Sono chiare le risposte dei quattro ingegneri, super esperti, ai quaranta quesiti posti dalla Procura sulla causa del crollo: mancanza e inadeguatezza dei controlli. "Se essi, laddove mancanti, fossero stati eseguiti e, laddove eseguiti, lo fossero stati correttamente, avrebbero interrotto la catena causale e l’evento non si sarebbe verificato".

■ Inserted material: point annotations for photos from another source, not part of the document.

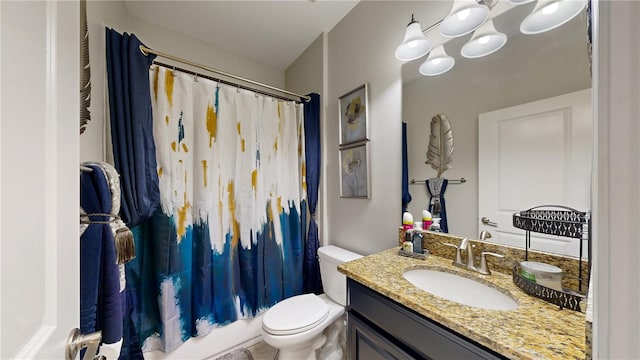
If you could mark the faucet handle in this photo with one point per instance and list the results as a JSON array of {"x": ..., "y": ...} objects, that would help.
[
  {"x": 458, "y": 260},
  {"x": 484, "y": 269}
]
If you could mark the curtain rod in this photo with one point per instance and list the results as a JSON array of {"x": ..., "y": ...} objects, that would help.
[
  {"x": 146, "y": 51},
  {"x": 221, "y": 81},
  {"x": 452, "y": 181}
]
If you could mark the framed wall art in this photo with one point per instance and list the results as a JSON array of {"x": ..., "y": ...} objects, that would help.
[
  {"x": 353, "y": 110},
  {"x": 354, "y": 171}
]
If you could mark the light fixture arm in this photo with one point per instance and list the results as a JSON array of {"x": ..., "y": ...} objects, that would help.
[{"x": 488, "y": 3}]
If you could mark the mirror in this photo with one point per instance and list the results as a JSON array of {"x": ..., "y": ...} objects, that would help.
[{"x": 528, "y": 68}]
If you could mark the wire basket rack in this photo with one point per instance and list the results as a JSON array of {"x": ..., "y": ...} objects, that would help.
[{"x": 555, "y": 220}]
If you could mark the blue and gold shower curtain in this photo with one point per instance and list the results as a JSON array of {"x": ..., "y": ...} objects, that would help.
[{"x": 227, "y": 241}]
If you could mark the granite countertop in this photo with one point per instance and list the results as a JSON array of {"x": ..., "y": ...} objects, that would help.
[{"x": 535, "y": 330}]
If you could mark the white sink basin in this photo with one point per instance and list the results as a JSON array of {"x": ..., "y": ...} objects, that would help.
[{"x": 460, "y": 289}]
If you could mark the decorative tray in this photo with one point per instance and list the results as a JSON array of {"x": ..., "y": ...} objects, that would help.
[{"x": 564, "y": 299}]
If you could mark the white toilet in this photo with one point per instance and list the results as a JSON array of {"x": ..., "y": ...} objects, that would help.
[{"x": 296, "y": 325}]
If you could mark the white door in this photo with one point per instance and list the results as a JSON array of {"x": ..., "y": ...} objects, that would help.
[
  {"x": 39, "y": 197},
  {"x": 534, "y": 154}
]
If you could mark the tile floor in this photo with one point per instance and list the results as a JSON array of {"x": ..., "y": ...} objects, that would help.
[{"x": 262, "y": 351}]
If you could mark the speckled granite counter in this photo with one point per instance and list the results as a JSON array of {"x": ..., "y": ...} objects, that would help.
[{"x": 536, "y": 330}]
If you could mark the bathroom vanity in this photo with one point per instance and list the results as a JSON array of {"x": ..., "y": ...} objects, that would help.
[{"x": 388, "y": 317}]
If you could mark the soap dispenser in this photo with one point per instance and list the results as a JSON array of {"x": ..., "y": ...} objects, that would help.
[{"x": 417, "y": 237}]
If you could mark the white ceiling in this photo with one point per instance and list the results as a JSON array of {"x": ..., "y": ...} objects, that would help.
[{"x": 274, "y": 33}]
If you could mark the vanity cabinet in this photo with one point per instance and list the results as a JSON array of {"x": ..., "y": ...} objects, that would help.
[{"x": 380, "y": 328}]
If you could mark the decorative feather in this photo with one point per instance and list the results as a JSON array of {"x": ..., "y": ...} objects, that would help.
[
  {"x": 440, "y": 151},
  {"x": 85, "y": 71}
]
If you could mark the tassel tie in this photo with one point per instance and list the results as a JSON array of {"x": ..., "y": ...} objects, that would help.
[{"x": 122, "y": 235}]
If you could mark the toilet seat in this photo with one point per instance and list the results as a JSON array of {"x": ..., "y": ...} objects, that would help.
[{"x": 295, "y": 315}]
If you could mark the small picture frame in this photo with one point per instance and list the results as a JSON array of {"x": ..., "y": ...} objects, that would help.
[
  {"x": 354, "y": 171},
  {"x": 353, "y": 110}
]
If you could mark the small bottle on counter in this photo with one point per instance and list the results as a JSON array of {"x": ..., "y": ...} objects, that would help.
[
  {"x": 436, "y": 225},
  {"x": 426, "y": 219},
  {"x": 407, "y": 221},
  {"x": 416, "y": 238}
]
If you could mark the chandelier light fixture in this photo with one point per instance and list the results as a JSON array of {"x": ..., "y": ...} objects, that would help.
[
  {"x": 468, "y": 16},
  {"x": 415, "y": 45}
]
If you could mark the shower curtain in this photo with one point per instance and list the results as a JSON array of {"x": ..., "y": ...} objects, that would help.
[{"x": 227, "y": 240}]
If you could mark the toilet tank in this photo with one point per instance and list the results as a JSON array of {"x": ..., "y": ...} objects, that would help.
[{"x": 333, "y": 282}]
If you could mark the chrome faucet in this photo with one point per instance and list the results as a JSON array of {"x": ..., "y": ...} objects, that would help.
[{"x": 465, "y": 245}]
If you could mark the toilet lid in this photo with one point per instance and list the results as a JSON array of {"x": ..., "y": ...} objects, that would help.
[{"x": 295, "y": 314}]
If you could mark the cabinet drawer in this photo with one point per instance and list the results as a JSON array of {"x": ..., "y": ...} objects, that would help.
[{"x": 418, "y": 333}]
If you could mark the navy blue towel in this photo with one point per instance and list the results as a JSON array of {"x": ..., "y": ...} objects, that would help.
[{"x": 100, "y": 298}]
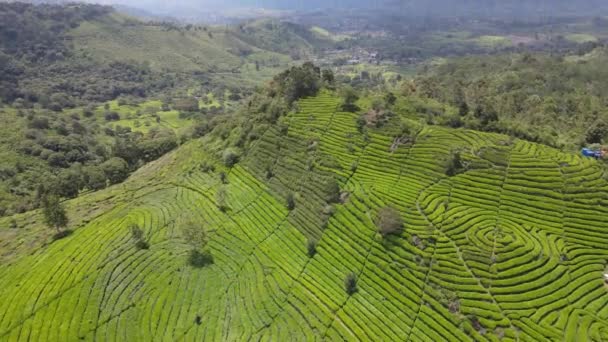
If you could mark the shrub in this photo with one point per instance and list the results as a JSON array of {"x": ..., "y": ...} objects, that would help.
[
  {"x": 388, "y": 221},
  {"x": 454, "y": 165},
  {"x": 332, "y": 190},
  {"x": 291, "y": 201},
  {"x": 230, "y": 158},
  {"x": 311, "y": 247},
  {"x": 112, "y": 116},
  {"x": 54, "y": 213},
  {"x": 200, "y": 259},
  {"x": 116, "y": 170},
  {"x": 220, "y": 198},
  {"x": 95, "y": 178},
  {"x": 350, "y": 283},
  {"x": 138, "y": 236}
]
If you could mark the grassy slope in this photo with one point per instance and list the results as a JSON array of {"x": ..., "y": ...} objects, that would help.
[
  {"x": 518, "y": 239},
  {"x": 229, "y": 55}
]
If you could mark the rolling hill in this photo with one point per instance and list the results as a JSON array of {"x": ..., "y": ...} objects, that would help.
[{"x": 511, "y": 247}]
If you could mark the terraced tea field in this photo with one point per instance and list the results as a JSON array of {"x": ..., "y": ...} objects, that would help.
[{"x": 512, "y": 249}]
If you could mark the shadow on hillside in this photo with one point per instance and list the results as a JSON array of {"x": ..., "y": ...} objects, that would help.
[{"x": 62, "y": 234}]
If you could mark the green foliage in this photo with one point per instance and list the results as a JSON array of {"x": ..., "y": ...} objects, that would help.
[
  {"x": 199, "y": 259},
  {"x": 187, "y": 104},
  {"x": 536, "y": 97},
  {"x": 116, "y": 170},
  {"x": 596, "y": 133},
  {"x": 230, "y": 158},
  {"x": 388, "y": 220},
  {"x": 311, "y": 247},
  {"x": 94, "y": 178},
  {"x": 290, "y": 201},
  {"x": 221, "y": 199},
  {"x": 350, "y": 284},
  {"x": 349, "y": 98},
  {"x": 55, "y": 216},
  {"x": 298, "y": 82},
  {"x": 194, "y": 233},
  {"x": 332, "y": 190},
  {"x": 138, "y": 237},
  {"x": 454, "y": 165}
]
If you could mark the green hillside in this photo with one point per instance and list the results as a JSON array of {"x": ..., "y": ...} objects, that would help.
[{"x": 510, "y": 247}]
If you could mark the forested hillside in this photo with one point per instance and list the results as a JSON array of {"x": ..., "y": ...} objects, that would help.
[
  {"x": 315, "y": 225},
  {"x": 169, "y": 181},
  {"x": 557, "y": 100},
  {"x": 90, "y": 95}
]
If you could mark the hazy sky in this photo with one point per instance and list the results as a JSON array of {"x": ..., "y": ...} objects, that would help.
[{"x": 224, "y": 4}]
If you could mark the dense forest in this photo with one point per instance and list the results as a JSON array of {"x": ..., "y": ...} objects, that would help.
[{"x": 559, "y": 100}]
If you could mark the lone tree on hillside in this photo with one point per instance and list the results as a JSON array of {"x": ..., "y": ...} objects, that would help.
[
  {"x": 349, "y": 98},
  {"x": 291, "y": 201},
  {"x": 454, "y": 165},
  {"x": 196, "y": 236},
  {"x": 311, "y": 247},
  {"x": 138, "y": 236},
  {"x": 221, "y": 199},
  {"x": 388, "y": 220},
  {"x": 54, "y": 213},
  {"x": 596, "y": 133},
  {"x": 350, "y": 283}
]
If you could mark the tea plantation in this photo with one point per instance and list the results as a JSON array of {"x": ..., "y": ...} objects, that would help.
[{"x": 511, "y": 247}]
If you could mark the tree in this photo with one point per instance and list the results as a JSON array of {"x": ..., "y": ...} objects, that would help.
[
  {"x": 54, "y": 213},
  {"x": 230, "y": 158},
  {"x": 116, "y": 170},
  {"x": 138, "y": 236},
  {"x": 187, "y": 104},
  {"x": 349, "y": 98},
  {"x": 332, "y": 190},
  {"x": 388, "y": 220},
  {"x": 94, "y": 178},
  {"x": 328, "y": 76},
  {"x": 194, "y": 233},
  {"x": 596, "y": 133},
  {"x": 196, "y": 236},
  {"x": 390, "y": 99},
  {"x": 220, "y": 198},
  {"x": 455, "y": 165},
  {"x": 298, "y": 82},
  {"x": 291, "y": 201},
  {"x": 350, "y": 283},
  {"x": 311, "y": 247},
  {"x": 68, "y": 183},
  {"x": 463, "y": 108}
]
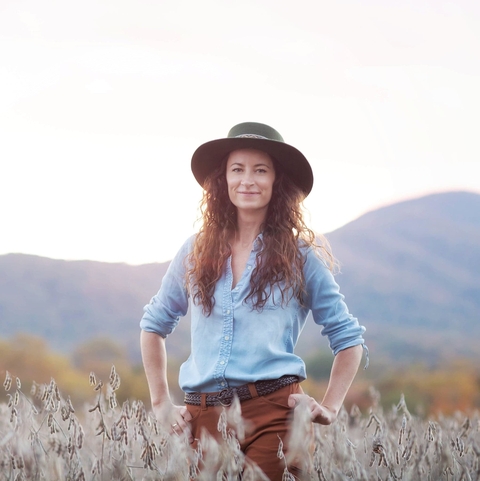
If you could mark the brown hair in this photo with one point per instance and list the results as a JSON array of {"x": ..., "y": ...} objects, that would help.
[{"x": 280, "y": 259}]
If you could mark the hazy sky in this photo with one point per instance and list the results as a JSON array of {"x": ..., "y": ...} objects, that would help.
[{"x": 102, "y": 103}]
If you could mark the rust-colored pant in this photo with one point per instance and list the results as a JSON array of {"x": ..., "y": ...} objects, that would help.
[{"x": 267, "y": 421}]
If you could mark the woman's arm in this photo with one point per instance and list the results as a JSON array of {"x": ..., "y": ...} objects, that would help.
[
  {"x": 154, "y": 356},
  {"x": 344, "y": 369}
]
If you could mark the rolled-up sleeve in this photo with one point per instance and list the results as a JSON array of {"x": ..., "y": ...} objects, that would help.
[
  {"x": 162, "y": 314},
  {"x": 328, "y": 306}
]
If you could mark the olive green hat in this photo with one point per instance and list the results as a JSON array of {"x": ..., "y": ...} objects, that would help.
[{"x": 252, "y": 135}]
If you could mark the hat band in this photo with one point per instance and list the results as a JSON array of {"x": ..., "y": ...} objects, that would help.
[{"x": 250, "y": 136}]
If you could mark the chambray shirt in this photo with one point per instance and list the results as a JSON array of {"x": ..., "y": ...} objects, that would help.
[{"x": 237, "y": 344}]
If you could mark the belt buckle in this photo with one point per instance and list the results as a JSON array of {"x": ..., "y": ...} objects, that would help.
[{"x": 225, "y": 397}]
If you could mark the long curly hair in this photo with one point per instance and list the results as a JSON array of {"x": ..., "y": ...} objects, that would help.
[{"x": 279, "y": 260}]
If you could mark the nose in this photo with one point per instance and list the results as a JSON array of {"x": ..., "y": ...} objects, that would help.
[{"x": 247, "y": 180}]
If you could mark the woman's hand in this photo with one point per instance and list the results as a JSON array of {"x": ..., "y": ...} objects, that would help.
[
  {"x": 174, "y": 419},
  {"x": 319, "y": 413}
]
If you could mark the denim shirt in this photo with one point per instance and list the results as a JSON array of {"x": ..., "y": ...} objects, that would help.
[{"x": 237, "y": 344}]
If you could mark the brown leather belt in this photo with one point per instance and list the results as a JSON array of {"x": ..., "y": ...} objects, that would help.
[{"x": 225, "y": 397}]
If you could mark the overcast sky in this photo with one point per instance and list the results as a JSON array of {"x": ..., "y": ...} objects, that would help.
[{"x": 102, "y": 103}]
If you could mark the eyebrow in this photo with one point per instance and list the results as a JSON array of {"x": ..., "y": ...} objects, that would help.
[{"x": 260, "y": 164}]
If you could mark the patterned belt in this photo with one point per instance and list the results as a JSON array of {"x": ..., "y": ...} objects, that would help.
[{"x": 225, "y": 397}]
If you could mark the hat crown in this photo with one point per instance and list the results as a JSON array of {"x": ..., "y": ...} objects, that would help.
[{"x": 254, "y": 130}]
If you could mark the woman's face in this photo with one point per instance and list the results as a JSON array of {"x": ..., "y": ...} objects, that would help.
[{"x": 250, "y": 177}]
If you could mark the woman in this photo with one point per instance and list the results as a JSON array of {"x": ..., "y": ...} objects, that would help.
[{"x": 253, "y": 273}]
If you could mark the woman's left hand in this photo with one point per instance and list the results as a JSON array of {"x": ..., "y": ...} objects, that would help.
[{"x": 319, "y": 413}]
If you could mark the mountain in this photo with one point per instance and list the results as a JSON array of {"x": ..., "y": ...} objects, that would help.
[{"x": 410, "y": 272}]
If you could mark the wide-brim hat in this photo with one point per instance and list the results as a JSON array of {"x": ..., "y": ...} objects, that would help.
[{"x": 252, "y": 135}]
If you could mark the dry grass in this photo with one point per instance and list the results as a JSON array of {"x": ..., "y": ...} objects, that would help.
[{"x": 43, "y": 437}]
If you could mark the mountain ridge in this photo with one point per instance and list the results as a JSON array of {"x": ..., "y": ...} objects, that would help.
[{"x": 410, "y": 273}]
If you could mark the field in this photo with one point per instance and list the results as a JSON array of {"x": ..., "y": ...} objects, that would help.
[{"x": 44, "y": 437}]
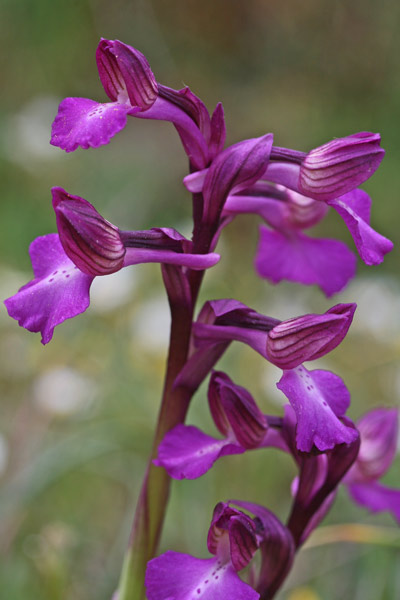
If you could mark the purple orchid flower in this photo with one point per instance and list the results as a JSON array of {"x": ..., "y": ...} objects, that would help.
[
  {"x": 131, "y": 86},
  {"x": 379, "y": 433},
  {"x": 284, "y": 251},
  {"x": 233, "y": 539},
  {"x": 328, "y": 171},
  {"x": 186, "y": 452},
  {"x": 65, "y": 265},
  {"x": 318, "y": 397},
  {"x": 315, "y": 487}
]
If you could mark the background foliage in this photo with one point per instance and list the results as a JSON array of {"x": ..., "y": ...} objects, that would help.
[{"x": 77, "y": 416}]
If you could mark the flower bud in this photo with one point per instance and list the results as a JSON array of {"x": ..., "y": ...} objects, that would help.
[
  {"x": 340, "y": 165},
  {"x": 308, "y": 337},
  {"x": 91, "y": 242},
  {"x": 123, "y": 70}
]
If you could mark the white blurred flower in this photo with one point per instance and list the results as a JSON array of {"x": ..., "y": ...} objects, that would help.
[
  {"x": 28, "y": 133},
  {"x": 63, "y": 391},
  {"x": 150, "y": 325},
  {"x": 111, "y": 291},
  {"x": 378, "y": 307}
]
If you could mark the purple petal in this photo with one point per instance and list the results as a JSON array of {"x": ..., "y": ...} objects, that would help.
[
  {"x": 318, "y": 399},
  {"x": 92, "y": 243},
  {"x": 58, "y": 292},
  {"x": 187, "y": 453},
  {"x": 292, "y": 342},
  {"x": 123, "y": 70},
  {"x": 376, "y": 497},
  {"x": 191, "y": 136},
  {"x": 234, "y": 169},
  {"x": 297, "y": 257},
  {"x": 277, "y": 548},
  {"x": 176, "y": 576},
  {"x": 232, "y": 536},
  {"x": 135, "y": 256},
  {"x": 86, "y": 123},
  {"x": 340, "y": 165},
  {"x": 378, "y": 434},
  {"x": 354, "y": 208}
]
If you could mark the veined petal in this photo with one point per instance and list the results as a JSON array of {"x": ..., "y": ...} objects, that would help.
[
  {"x": 135, "y": 256},
  {"x": 86, "y": 123},
  {"x": 354, "y": 210},
  {"x": 233, "y": 409},
  {"x": 297, "y": 257},
  {"x": 187, "y": 453},
  {"x": 58, "y": 292},
  {"x": 340, "y": 165},
  {"x": 318, "y": 398},
  {"x": 123, "y": 70},
  {"x": 292, "y": 342},
  {"x": 176, "y": 576}
]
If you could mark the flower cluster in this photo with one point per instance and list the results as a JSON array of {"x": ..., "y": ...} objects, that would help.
[{"x": 291, "y": 191}]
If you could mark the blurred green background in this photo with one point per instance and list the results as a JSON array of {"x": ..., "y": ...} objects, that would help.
[{"x": 77, "y": 415}]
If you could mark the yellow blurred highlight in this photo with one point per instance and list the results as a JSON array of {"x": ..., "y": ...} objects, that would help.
[
  {"x": 303, "y": 593},
  {"x": 355, "y": 533}
]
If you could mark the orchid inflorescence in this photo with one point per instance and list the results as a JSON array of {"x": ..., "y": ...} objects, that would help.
[{"x": 291, "y": 191}]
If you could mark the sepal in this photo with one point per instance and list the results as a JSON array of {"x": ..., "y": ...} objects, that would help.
[
  {"x": 90, "y": 241},
  {"x": 124, "y": 71},
  {"x": 308, "y": 337},
  {"x": 233, "y": 408},
  {"x": 340, "y": 166}
]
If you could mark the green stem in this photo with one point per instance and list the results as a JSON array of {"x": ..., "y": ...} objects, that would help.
[{"x": 152, "y": 503}]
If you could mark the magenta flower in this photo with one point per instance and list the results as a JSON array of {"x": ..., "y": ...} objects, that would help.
[
  {"x": 378, "y": 432},
  {"x": 132, "y": 89},
  {"x": 319, "y": 398},
  {"x": 233, "y": 539},
  {"x": 319, "y": 475},
  {"x": 284, "y": 251},
  {"x": 186, "y": 452},
  {"x": 328, "y": 171},
  {"x": 65, "y": 265}
]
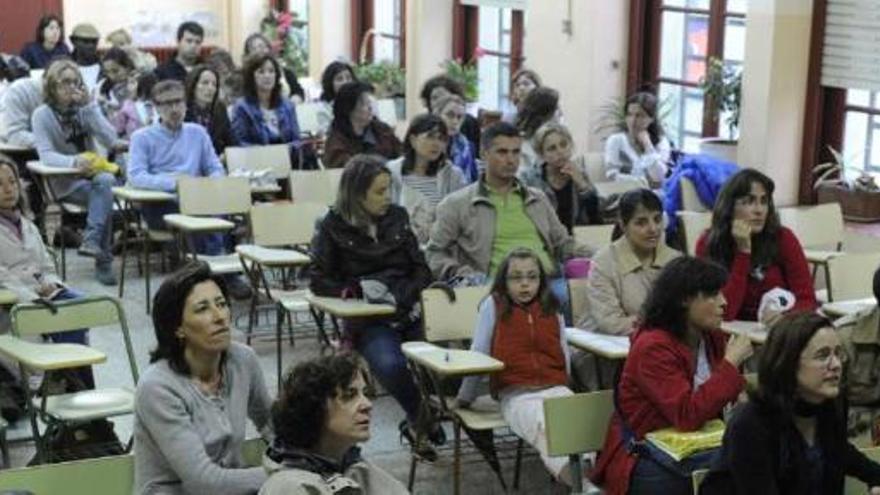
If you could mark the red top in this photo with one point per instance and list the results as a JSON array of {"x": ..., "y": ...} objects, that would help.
[
  {"x": 527, "y": 342},
  {"x": 790, "y": 272},
  {"x": 656, "y": 391}
]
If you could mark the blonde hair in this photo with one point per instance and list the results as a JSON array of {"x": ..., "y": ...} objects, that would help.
[{"x": 52, "y": 79}]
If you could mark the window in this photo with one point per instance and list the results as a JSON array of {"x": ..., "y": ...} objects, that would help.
[
  {"x": 861, "y": 140},
  {"x": 493, "y": 38},
  {"x": 688, "y": 32}
]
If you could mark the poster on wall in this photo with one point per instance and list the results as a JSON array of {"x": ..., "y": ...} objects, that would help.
[{"x": 153, "y": 22}]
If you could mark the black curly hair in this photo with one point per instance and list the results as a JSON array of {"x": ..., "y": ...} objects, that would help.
[{"x": 300, "y": 411}]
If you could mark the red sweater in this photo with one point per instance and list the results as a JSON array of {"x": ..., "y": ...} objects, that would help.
[
  {"x": 527, "y": 342},
  {"x": 656, "y": 391},
  {"x": 790, "y": 272}
]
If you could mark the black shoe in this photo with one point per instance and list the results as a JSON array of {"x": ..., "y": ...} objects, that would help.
[{"x": 422, "y": 448}]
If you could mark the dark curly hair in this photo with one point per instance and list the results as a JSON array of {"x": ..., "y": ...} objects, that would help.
[
  {"x": 168, "y": 305},
  {"x": 300, "y": 411}
]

Per i periti la tragedia che ha ucciso 43 persone e straziato Genova poteva essere evitata. Non è stato il destino a far crollare quel ponte che avrebbe dovuto essere curato appena nato ed è stato invece trascurato. Non è colpa di un fulmine, né della bobina di acciaio da 3,5 tonnellate (coil) che, secondo la difesa, cadendo avrebbe innescato il cedimento della struttura. "Le analisi svolte – scrivono – portano ad escludere con elevata probabilità l’ipotesi che il coil possa essere caduto dal tir mentre transitava a cavallo del giunto tra la pila 9 e il tampone 10". Lo hanno esaminato quel semirimorchio accartocciato sul greto del Polcevera e la bobina "sospetta" i quattro periti ma hanno concluso che "sono pienamente compatibili con l’ipotesi che siano precipitati entrambi insieme fino a giungere al suolo". Precipitati insieme a 43 vite, in un groviglio di cemento ammalorato e acciaio corroso. E quel progetto per rinforzare gli stralli, deciso un anno prima del crollo e mai eseguito, si legge nella relazione, "avrebbe elevato il crollo con elevata probabilità".

La perizia è una tappa fondamentale per il secondo incidente probatorio dell’inchiesta aperta dalla Procura di Genova: 70 indagati a cui vengono contestati reati molto gravi, dal disastro colposo, all’omicidio colposo plurimo e all’attentato alla sicurezza dei trasporti. Una perizia chiesta per far luce sulle cause del crollo dopo il primo incidente probatorio che già aveva evidenziato lo stato diffuso di corrosione dei cavi d’acciaio degli stralli, i tiranti che collegavano la piattaforma stradale alla sommità della pila 9 crollata.

Manutenzioni e controlli carenti, inadeguati, problemi annosi e tenuti nascosti, sono il filo rosso che collega la tragedia alle cinque inchieste che ha generato: dal crollo del Morandi alle gallerie autostradali pericolose, dalla barriere antirumore "incollate con il Vinavil" ai rapporti falsi sui viadotti fino alla tentata truffa sui pannelli fonoassorbenti. Un filo rosso per cucire la trama di una gestione che appare sempre più senza scrupoli, ricostruita in centinaia di pagine di intercettazioni, mail, messaggi, che è doloroso leggere, di cui è faticoso scrivere.